Everyone (well, website hackers) are jumping on the waggons and heading into the hills in the hope of striking gold. They know that with 75 million sites at risk, if they find the weakness they’ll find the gold. Of course with so many prospectors sharing information on what does and doesn’t work sooner or later someone will strike gold.
And don’t think that being small and insignificant will mean you’ll be passed by. Although hacks where thousands or millions of credit card details are leaked make the news, by far the most likely website to be successfully hacked is the small to medium enterprise.
Hackers aren’t interested in the website itself. They’re interested in the information associated with the website. With your email server which they can hijack to send spam emails phishing for sensitive information. To sneak links into your pages that boost the hacker’s SERP position. Or to use your site to hack another. Or to make your users install malware…
If it’s that bad should I look elsewhere?
You’ve probably been completely put off the idea of using WordPress by now with that image of nefarious hackers ready to strike at the first sign of a bug in the WordPress code. But as we mentioned earlier – no system is safe. Choose another content management system by all means but you’ll still have the same security headaches.

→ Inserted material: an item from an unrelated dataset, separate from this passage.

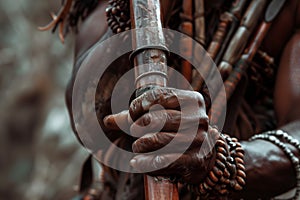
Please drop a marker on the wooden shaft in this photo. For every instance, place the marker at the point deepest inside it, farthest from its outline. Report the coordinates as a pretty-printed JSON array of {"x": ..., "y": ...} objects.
[
  {"x": 186, "y": 46},
  {"x": 150, "y": 71}
]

WordPress is popular for a reason. It’s easy to use and you can get plugins for just about any feature you care to add on. Dismiss WordPress because it doesn’t provide you with the particular functionality you want, but don’t dismiss it on the basis of security which is something you need to worry about wherever you go on.
Tend your fences
Going back to the Wild West analogy you need to tend your fences to keep your property safe. And that’s as true when they’re imaginary cyberfences securing your website data as if they’re wooden ones keeping out the wolves.

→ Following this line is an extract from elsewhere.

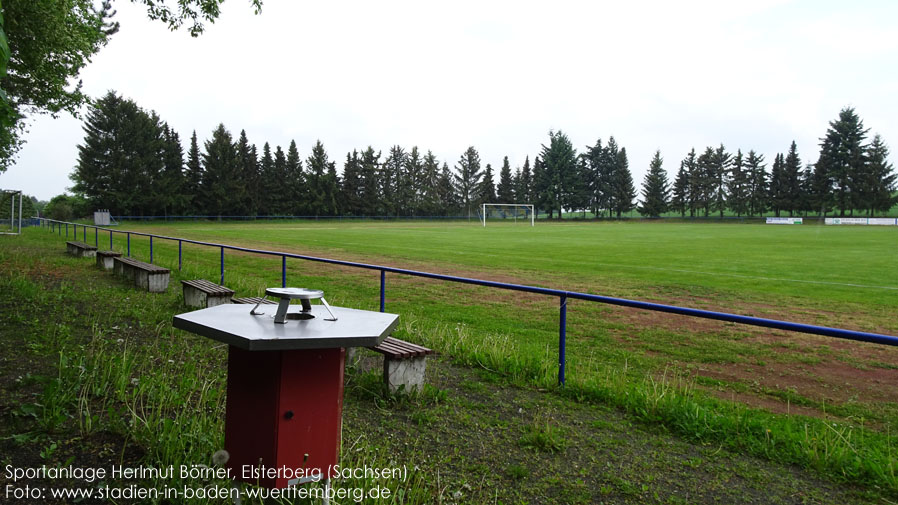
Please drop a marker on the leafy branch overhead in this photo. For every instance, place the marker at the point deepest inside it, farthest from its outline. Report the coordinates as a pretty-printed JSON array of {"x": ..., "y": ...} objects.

Security plugins are your fences
In fact one of the most popular security plugin is actually called Wordfence. It has a firewall to detect malicious traffic, a blacklist to prevent connections from known bad sites, is deeply integrated with WordPress, ensuring that it cannot be bypassed, and stops brute force attacks such as password guessing.

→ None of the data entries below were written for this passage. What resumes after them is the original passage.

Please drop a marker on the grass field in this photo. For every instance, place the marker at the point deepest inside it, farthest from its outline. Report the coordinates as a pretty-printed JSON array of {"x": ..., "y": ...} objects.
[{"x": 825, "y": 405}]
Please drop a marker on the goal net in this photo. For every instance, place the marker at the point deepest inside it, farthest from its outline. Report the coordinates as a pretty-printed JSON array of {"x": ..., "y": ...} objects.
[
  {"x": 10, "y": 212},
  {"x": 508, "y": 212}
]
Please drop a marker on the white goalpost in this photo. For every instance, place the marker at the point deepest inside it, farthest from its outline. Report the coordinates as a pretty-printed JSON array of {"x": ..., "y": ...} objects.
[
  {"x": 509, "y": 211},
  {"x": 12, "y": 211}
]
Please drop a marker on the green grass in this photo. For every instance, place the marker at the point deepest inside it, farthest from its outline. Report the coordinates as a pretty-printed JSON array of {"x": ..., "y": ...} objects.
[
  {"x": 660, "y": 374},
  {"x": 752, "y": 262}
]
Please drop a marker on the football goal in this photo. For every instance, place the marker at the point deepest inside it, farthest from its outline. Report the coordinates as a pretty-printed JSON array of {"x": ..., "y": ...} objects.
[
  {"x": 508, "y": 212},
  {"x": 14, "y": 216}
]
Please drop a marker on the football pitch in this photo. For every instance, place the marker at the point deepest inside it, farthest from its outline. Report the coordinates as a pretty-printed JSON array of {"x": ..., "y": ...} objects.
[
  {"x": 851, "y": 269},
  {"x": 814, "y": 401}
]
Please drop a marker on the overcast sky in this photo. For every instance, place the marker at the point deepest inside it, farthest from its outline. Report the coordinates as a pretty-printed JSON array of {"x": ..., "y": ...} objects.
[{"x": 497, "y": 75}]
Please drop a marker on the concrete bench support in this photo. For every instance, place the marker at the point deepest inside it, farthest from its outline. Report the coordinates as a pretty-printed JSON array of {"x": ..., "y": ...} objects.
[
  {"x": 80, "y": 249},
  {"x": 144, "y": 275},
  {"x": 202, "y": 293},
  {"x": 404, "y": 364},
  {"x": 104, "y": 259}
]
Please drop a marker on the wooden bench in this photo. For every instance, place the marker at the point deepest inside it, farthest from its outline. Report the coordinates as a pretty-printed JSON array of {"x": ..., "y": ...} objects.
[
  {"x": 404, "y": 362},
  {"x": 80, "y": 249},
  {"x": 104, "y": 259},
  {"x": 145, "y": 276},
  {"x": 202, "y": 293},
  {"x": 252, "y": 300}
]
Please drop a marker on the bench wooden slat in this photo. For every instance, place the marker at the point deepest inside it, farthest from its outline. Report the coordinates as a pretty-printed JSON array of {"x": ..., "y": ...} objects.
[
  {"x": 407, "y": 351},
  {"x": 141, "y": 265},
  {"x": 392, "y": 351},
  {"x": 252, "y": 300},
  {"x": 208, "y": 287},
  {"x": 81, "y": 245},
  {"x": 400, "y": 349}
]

Other plugins provide similar functionality – but it is vitally important that you do your research when installing them. A fence is only as good as the fence builder – and if they hide a gap so they can come back later and hack you it’s as good as useless.
Only install plugins from vendors you trust
Not just your security plugins. All plugins should be considered security risks unless proven otherwise. In fact, avoid installing themes and extensions from developers you can’t verify too. Any one of these could be sneaking a hole into your fence, or throwing a key to the burglers.
Use a strong password
We really really really shouldn’t need to say this nowadays but use a strong password! Seriously “password” and “123456” are not passwords – they’re the first things a hacker will try. And there are an alarming number of websites where default and simple passwords will get you behind-the-scenes-access-all-areas passes.
A good password might be a nuisance to remember but it will slow down brute force attempts to determine it. The longer the better. The more random the better. If you have to write it down to remember it then do so as a hacker is highly unlikely to break into your office to get your credentials (but do remember not to do anything stupid like leaving it on your desk)
Keep up to date
You know how we mentioned about all the hackers searching for weaknesses to exploit? As soon as they find one the developers at WordPress or of plugins need to create an update to fix the hole – just like you nailing a few planks over a gap in your fence. So if you are a bit slow to update your software you’re leaving that gap open – ready for a hacker to exploit.
If disaster strikes who are you going to call?
And what are you going to say to them when they ask where the backup is? Sooner or later the hackers will find that hole in your fence. They’ll find that weakness and push it before you know about it (perhaps even before the developers know about it – someone has to be the first site they successfully break into!). Sometimes mistakes will happen and you’ll “leave the gate open”.
When you find a security breach the first step is to take the website back to a point before it was hacked – and for that you need a backup. Make sure you implement a regular backup routine, so you can be confident of getting your website up and running and secured as quickly as possible.
Keeping a WordPress site secure is no harder than any other content management system. Just make sure you keep tending those fences!